Pour placer Luxembourg sur la carte de la Fintech mondiale et concurrencer d’autres centres comme Londres, il lui reste à s’attaquer à des problèmes majeurs: la formation et l’accès à des modes de financement non conventionnels. «Il y a beaucoup de talents sur le marché, mais cela ne suffit pas, indique Nicolas Mackel. Il y a une pénurie de certains profils, comme les ingénieurs IT. Du côté du financement, principale faiblesse des start-up, il existe bien trop peu d’options privées pour permettre un développement à grande échelle de sociétés innovantes.»   

Place à prendre

Développant pour certaines des monnaies alternatives et des services grignotant le terrain de chasse des banques, les Fintech obligent ces dernières à réinventer leur offre et leurs relations clients. Pour Luc Verbeken, CEO d’ING Luxembourg, la donne a définitivement changé, de plus en plus de compétiteurs externes faisant leur entrée sur le marché.

«Nous avons un nombre de challengers croissant en provenance des télécoms, de la technologie, du monde du retail, du crowdfunding... Tous ces acteurs se passent d’intervention bancaire, cela nous force à nous adapter rapidement. Désormais, les clients n’ont plus besoin de banque, mais de services bancaires, cela a des conséquences sur la manière d’approcher nos clients.»

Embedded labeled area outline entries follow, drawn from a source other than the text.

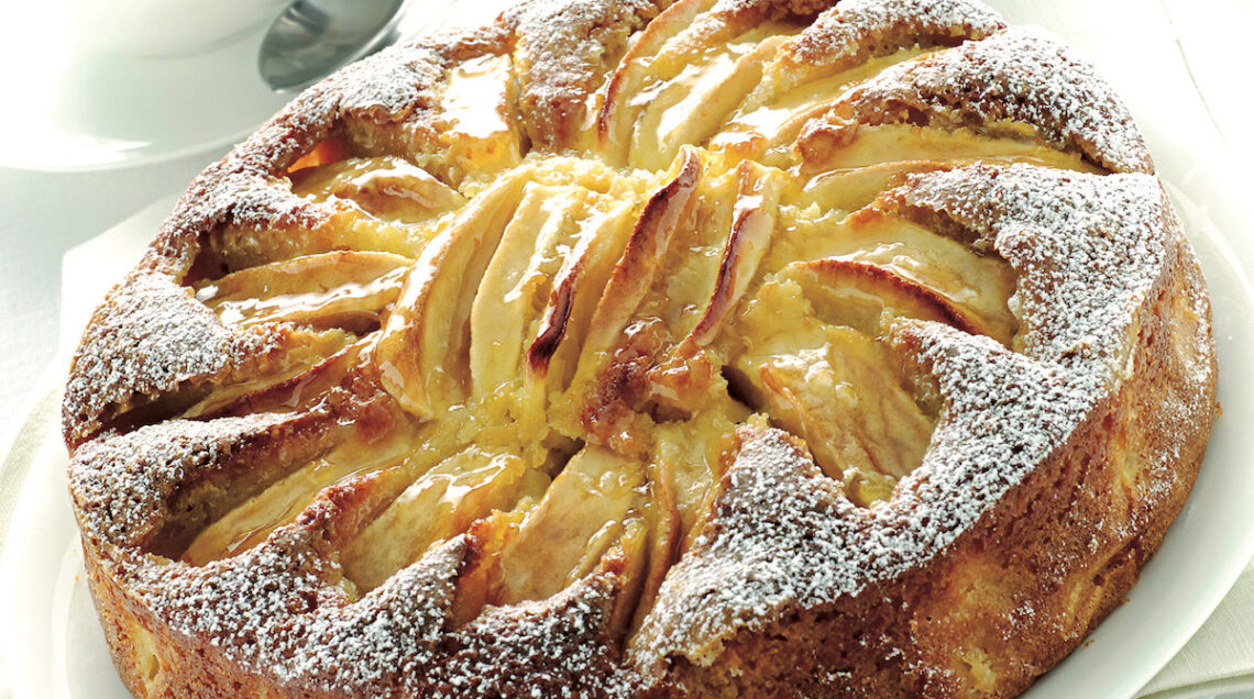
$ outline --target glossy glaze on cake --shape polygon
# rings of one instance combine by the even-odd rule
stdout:
[[[201,174],[64,432],[137,696],[1007,695],[1157,549],[1214,386],[1056,39],[535,0]]]

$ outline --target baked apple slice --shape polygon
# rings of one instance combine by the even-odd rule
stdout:
[[[819,466],[863,505],[887,500],[897,479],[923,460],[934,421],[898,383],[884,344],[813,317],[808,303],[781,317],[790,282],[764,287],[739,331],[746,351],[732,365],[739,388],[785,430],[800,435]]]
[[[538,497],[548,477],[520,456],[469,447],[426,471],[342,550],[345,575],[372,590],[433,544],[461,534],[522,494]]]
[[[421,223],[465,204],[456,189],[395,155],[349,158],[288,177],[295,194],[314,202],[350,200],[389,223]]]
[[[815,234],[816,228],[826,227],[834,227],[835,234]],[[826,261],[814,266],[814,273],[843,274],[845,281],[858,277],[863,284],[875,284],[888,296],[933,297],[929,303],[942,303],[961,312],[964,319],[954,317],[951,324],[963,327],[968,323],[964,329],[1011,346],[1018,321],[1007,299],[1014,293],[1017,274],[1004,259],[986,254],[979,246],[978,241],[937,234],[872,205],[838,223],[800,225],[781,241],[779,252],[793,259]],[[779,258],[772,253],[772,259]],[[823,268],[826,272],[820,272]],[[879,282],[872,281],[873,277]],[[828,286],[838,287],[845,281],[833,279]]]
[[[385,319],[375,366],[384,388],[419,417],[466,395],[472,304],[522,188],[515,175],[472,200],[423,251]]]
[[[336,251],[241,269],[206,283],[197,301],[227,326],[292,322],[315,327],[377,326],[400,296],[413,259]]]
[[[628,559],[627,567],[636,571],[631,586],[638,588],[646,555],[645,482],[641,462],[586,446],[538,502],[527,499],[472,526],[472,562],[459,579],[455,619],[473,619],[484,605],[549,598],[612,556]]]
[[[633,203],[597,199],[577,222],[578,242],[553,277],[544,317],[527,348],[527,381],[545,382],[553,391],[563,391],[571,382],[588,323],[635,220]]]
[[[588,324],[577,376],[591,377],[622,339],[623,328],[668,258],[671,239],[693,198],[701,172],[701,157],[685,149],[671,167],[667,184],[645,205]]]
[[[578,246],[576,220],[583,218],[587,198],[579,187],[524,188],[470,309],[473,397],[519,376],[540,299],[549,296],[562,258]]]

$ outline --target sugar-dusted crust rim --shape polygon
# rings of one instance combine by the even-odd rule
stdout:
[[[154,653],[161,671],[174,673],[163,678],[167,686],[206,696],[523,688],[623,695],[808,683],[815,691],[943,695],[964,689],[954,653],[974,643],[978,614],[1014,635],[1001,644],[981,638],[1006,678],[994,693],[1026,686],[1122,599],[1156,550],[1191,486],[1214,413],[1204,282],[1126,110],[1117,100],[1083,99],[1110,93],[1091,73],[1060,86],[1078,91],[1055,111],[1027,99],[1016,104],[1032,109],[1012,116],[1121,174],[976,164],[912,175],[878,202],[961,229],[1017,268],[1022,352],[934,324],[897,327],[895,342],[934,375],[948,407],[923,466],[875,511],[845,500],[793,438],[746,428],[710,526],[672,569],[624,653],[604,630],[618,584],[612,564],[556,598],[451,629],[464,536],[350,603],[326,562],[336,522],[359,505],[349,491],[325,492],[266,544],[209,566],[140,551],[181,482],[253,467],[273,457],[267,450],[278,442],[316,453],[326,425],[340,417],[102,433],[110,406],[256,371],[301,332],[233,333],[198,304],[179,281],[201,237],[226,223],[283,229],[329,215],[292,195],[278,175],[332,130],[351,139],[390,129],[438,148],[428,135],[441,75],[468,58],[513,51],[530,66],[519,119],[533,147],[569,147],[588,116],[588,94],[612,68],[606,56],[624,51],[622,38],[658,8],[592,3],[564,21],[566,5],[524,4],[484,30],[395,48],[306,91],[193,182],[143,262],[97,311],[66,387],[64,432],[89,580],[124,681],[143,695],[154,671],[145,653]],[[840,10],[849,21],[883,23],[884,15],[867,13],[880,5],[889,20],[905,8],[868,1]],[[762,16],[821,9],[766,0],[717,8]],[[954,19],[963,21],[976,26]],[[1016,60],[1042,50],[1041,65],[1073,70],[1050,39],[1020,30],[993,36],[1027,53]],[[604,56],[572,61],[559,51],[569,46],[599,48]],[[910,91],[908,75],[889,76],[846,95],[831,124],[888,123],[903,101],[946,124],[962,122],[947,110],[967,93],[947,83],[949,66],[930,68],[935,83],[925,95]],[[976,127],[1004,116],[986,106]],[[1127,500],[1112,502],[1129,455],[1145,466]],[[987,566],[1018,580],[1030,599],[959,595],[956,586]],[[835,643],[849,629],[858,629],[845,636],[856,645]],[[805,661],[789,661],[788,653]]]

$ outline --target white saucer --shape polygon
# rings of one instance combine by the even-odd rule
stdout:
[[[31,4],[38,5],[38,4]],[[0,36],[0,167],[82,172],[159,163],[242,140],[291,95],[257,73],[268,25],[174,56],[70,46],[65,3],[19,13]]]

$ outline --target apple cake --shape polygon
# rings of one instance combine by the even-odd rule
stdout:
[[[189,187],[65,390],[137,696],[1009,695],[1215,412],[1127,109],[971,0],[532,0]]]

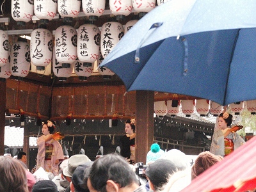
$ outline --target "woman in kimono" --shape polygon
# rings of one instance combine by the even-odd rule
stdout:
[[[236,125],[230,128],[233,116],[227,112],[220,114],[218,124],[212,139],[210,152],[216,156],[225,156],[245,143],[236,132],[243,126]],[[217,122],[217,120],[216,120]]]
[[[127,120],[124,128],[126,134],[120,138],[120,154],[132,164],[135,161],[135,118]]]
[[[44,135],[37,139],[38,152],[36,156],[36,170],[42,167],[54,176],[58,175],[58,165],[64,159],[61,145],[58,141],[56,134],[52,134],[55,125],[48,120],[43,123],[42,132]]]

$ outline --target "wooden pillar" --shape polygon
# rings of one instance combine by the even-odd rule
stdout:
[[[154,92],[136,91],[135,163],[146,163],[154,141]]]
[[[5,109],[6,108],[6,81],[0,81],[0,156],[4,152]]]

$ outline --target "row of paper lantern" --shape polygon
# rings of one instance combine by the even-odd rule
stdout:
[[[209,113],[214,116],[218,116],[223,111],[223,106],[219,104],[207,99],[196,100],[178,100],[177,104],[173,105],[173,101],[156,101],[154,102],[154,112],[158,116],[163,116],[168,114],[175,116],[179,114],[180,110],[186,115],[190,116],[192,114],[197,112],[201,116],[205,116]],[[256,114],[256,100],[246,101],[247,110],[252,115]],[[235,115],[240,115],[244,110],[244,102],[241,101],[232,103],[229,105],[230,110]]]
[[[170,0],[157,0],[158,5]],[[156,0],[109,0],[109,8],[114,15],[129,15],[132,8],[138,13],[147,13],[156,6]],[[83,12],[95,20],[105,10],[105,0],[12,0],[12,17],[17,22],[27,22],[35,15],[40,20],[51,20],[57,13],[63,18],[75,18]],[[122,17],[122,16],[120,16]],[[120,18],[121,19],[121,18]]]

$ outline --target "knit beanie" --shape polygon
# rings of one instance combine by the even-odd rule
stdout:
[[[146,164],[152,163],[160,158],[164,154],[164,151],[160,148],[159,145],[154,143],[151,145],[150,150],[147,154]]]
[[[191,168],[191,180],[223,159],[221,156],[215,156],[209,151],[200,153]]]

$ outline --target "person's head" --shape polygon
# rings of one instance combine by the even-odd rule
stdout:
[[[215,156],[209,151],[201,152],[191,168],[191,180],[223,159],[221,156]]]
[[[27,163],[27,154],[25,153],[24,151],[21,151],[18,153],[17,159],[24,163]]]
[[[79,165],[72,177],[70,189],[72,192],[89,192],[87,187],[87,178],[89,176],[90,167],[93,163],[88,161]]]
[[[154,191],[164,189],[171,175],[176,172],[175,165],[168,159],[159,159],[150,163],[146,169],[150,189]]]
[[[125,131],[125,133],[129,135],[132,134],[135,132],[135,125],[136,120],[135,118],[129,119],[125,122],[125,126],[124,129]]]
[[[230,126],[233,116],[227,112],[220,114],[218,122],[219,127],[221,129],[225,129],[227,127]]]
[[[41,180],[36,182],[32,188],[32,192],[58,192],[56,184],[51,180]]]
[[[139,187],[135,173],[128,163],[115,154],[103,156],[94,161],[87,185],[91,192],[118,191],[125,187],[132,191]]]
[[[52,134],[56,127],[55,124],[51,121],[47,120],[46,122],[43,123],[42,127],[42,132],[44,135]]]
[[[17,159],[0,156],[0,191],[28,191],[25,169]]]

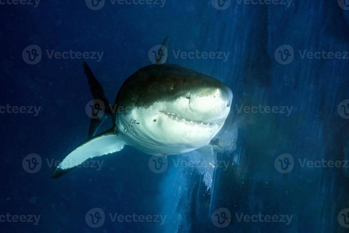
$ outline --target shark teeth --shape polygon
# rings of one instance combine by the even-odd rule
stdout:
[[[184,123],[186,125],[187,125],[192,126],[194,126],[197,125],[198,126],[206,128],[207,127],[211,127],[214,126],[217,127],[220,125],[220,122],[216,122],[213,123],[207,123],[201,121],[193,121],[190,119],[186,119],[180,115],[173,113],[171,113],[166,112],[164,111],[159,111],[160,113],[162,113],[167,115],[169,118],[173,120],[178,122],[182,122]]]

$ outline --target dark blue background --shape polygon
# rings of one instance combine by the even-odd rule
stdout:
[[[41,106],[36,116],[0,114],[0,214],[41,215],[37,225],[0,223],[1,232],[347,232],[337,216],[349,207],[348,169],[295,165],[282,174],[274,167],[284,153],[295,161],[349,159],[349,120],[337,110],[349,99],[349,61],[302,59],[298,52],[348,51],[349,12],[337,1],[294,0],[287,8],[233,1],[228,9],[218,10],[208,0],[167,0],[162,8],[107,0],[92,10],[84,1],[42,0],[36,8],[0,5],[0,106]],[[45,50],[104,52],[100,62],[86,61],[112,103],[125,79],[150,64],[149,50],[167,35],[171,51],[230,52],[225,62],[175,59],[171,52],[169,61],[224,82],[233,91],[234,106],[293,106],[291,114],[232,110],[226,126],[237,134],[235,146],[217,156],[233,161],[239,155],[239,161],[225,171],[215,170],[208,189],[195,168],[170,164],[156,174],[148,167],[149,156],[127,146],[100,158],[101,171],[76,169],[51,179],[53,168],[46,159],[60,160],[87,139],[85,106],[92,98],[83,59],[50,59]],[[30,65],[22,53],[33,44],[41,48],[43,57]],[[283,65],[274,53],[285,44],[293,47],[295,58]],[[107,121],[103,129],[111,125]],[[31,153],[43,162],[34,174],[22,165]],[[106,219],[95,229],[85,215],[96,207],[106,214],[167,217],[162,226]],[[233,220],[220,229],[211,215],[221,207],[230,210]],[[235,213],[294,217],[288,225],[239,223]]]

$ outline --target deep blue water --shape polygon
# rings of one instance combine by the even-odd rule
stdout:
[[[208,0],[167,0],[163,7],[160,1],[105,0],[93,10],[81,0],[42,1],[36,7],[0,1],[0,107],[24,106],[26,112],[0,114],[0,231],[348,232],[349,2],[281,1],[228,1],[220,10]],[[96,164],[51,179],[50,163],[87,139],[85,108],[92,97],[83,62],[113,103],[125,80],[151,64],[148,51],[168,35],[170,63],[218,78],[232,91],[233,107],[220,136],[228,146],[213,157],[216,167],[202,165],[205,157],[194,151],[169,156],[167,169],[156,174],[150,156],[126,146],[94,159],[103,162],[100,169]],[[31,45],[42,51],[35,64],[22,55]],[[99,61],[50,58],[52,50],[71,50],[103,53]],[[223,55],[175,56],[197,50],[230,53],[226,61]],[[242,105],[276,106],[278,113],[247,113],[239,111]],[[40,108],[36,114],[27,106]],[[99,132],[111,125],[106,120]],[[32,154],[41,167],[31,174],[22,162]],[[219,167],[219,161],[229,165]],[[97,228],[85,219],[95,208],[105,215]],[[216,215],[220,208],[223,215]],[[110,214],[116,213],[137,217],[113,221]],[[259,213],[263,217],[253,216]],[[31,215],[40,218],[12,218]],[[147,215],[153,220],[138,220]],[[277,219],[266,221],[267,215]],[[166,218],[156,221],[155,216]],[[283,216],[292,218],[283,221]]]

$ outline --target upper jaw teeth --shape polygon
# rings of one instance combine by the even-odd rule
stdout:
[[[175,113],[166,112],[164,111],[159,111],[160,112],[163,113],[167,115],[167,116],[172,120],[176,120],[179,122],[183,122],[185,123],[186,125],[188,125],[192,126],[198,125],[199,126],[206,128],[207,127],[211,127],[214,125],[217,126],[220,124],[220,122],[217,122],[215,123],[207,123],[200,121],[193,121],[189,119],[187,119],[182,116],[180,115]]]

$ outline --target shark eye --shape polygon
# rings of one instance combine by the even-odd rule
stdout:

Contraint d’innover, le groupe a notamment investi dans une approche multicanale, les utilisateurs devant pouvoir se connecter à leur compte de n’importe où. «Il nous faut nous-mêmes être disruptifs et réinventer notre métier ou quelqu’un d’autre le fera. Notre mission ne sera pas de nous substituer aux initiatives privées comme les venture capitalists ou les seeding funds, mais nous pourrons être un soutien.»

Le poste d’innovation officer a été créé dans chaque filiale du groupe pour accélérer le rythme. Et Luc Verbeken de poursuivre: «Il y a généralement deux stratégies face aux sociétés Fintech, soit les racheter, soit établir des partenariats stratégiques, l’option que nous avons choisi d’adopter.»

Si le Luxembourg constitue un excellent point d’entrée pour les start-up souhaitant conquérir le marché européen, de par son infrastructure de pointe en termes de connectivité et de data centers ou sa stabilité politique, il doit également encore travailler sur son cadre réglementaire et la collaboration entre tous les acteurs concernés. «Il faut agrandir le cake, c’est l’ensemble du secteur financier qui pourrait en bénéficier», achève Luc Verbeken.